Explanation: Almost the same as the first example, 
except we can't omit the first parenthesis pair to break the one-to-one mapping relationship between the input and the output.

本题要求把一棵二叉树转换为一个字符串,使用先序遍历的方法,并且左右子树需要用括号括起来,但是要保证从该字符串能唯一恢复回原来的二叉树,而且要去掉不必要的空括号。

首先明确先序遍历:根左右,不难。然后要删掉不必要的空括号,观察第二个样例,发现如果左孩子为空,则左孩子的空括号不能省,但是如果右孩子或者左右孩子都为空,则他们的空括号可以省略。
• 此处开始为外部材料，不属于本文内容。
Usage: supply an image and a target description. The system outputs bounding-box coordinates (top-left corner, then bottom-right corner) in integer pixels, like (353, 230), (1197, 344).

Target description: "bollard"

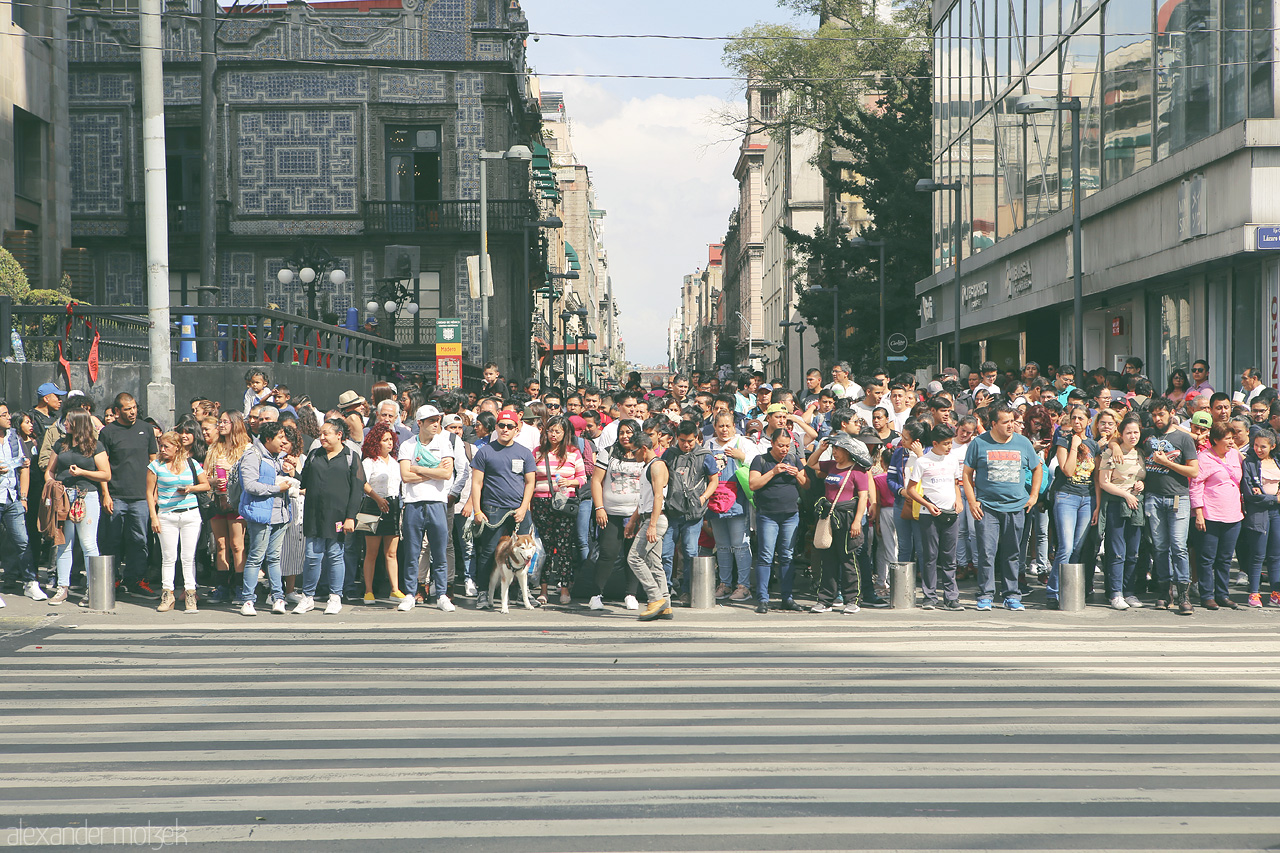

(689, 557), (716, 610)
(84, 557), (115, 610)
(1057, 562), (1084, 611)
(888, 562), (915, 610)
所以分几种情况递归求解即可。

代码如下:

class Solution {
public:
	string tree2str(TreeNode* t) {
		if (!t)return "";
		if (!t->left && !t->right)return to_string(t->val);
		if (!t->left)return to_string(t->val) + "()(" + tree2str(t->right) + ")";
		if (!t->right)return to_string(t->val) + "(" + tree2str(t->left) + ")";
		return to_string(t->val) + "(" + tree2str(t->left) + ")(" + tree2str(t->right) + ")";
	}
};

本代码提交AC,用时19MS。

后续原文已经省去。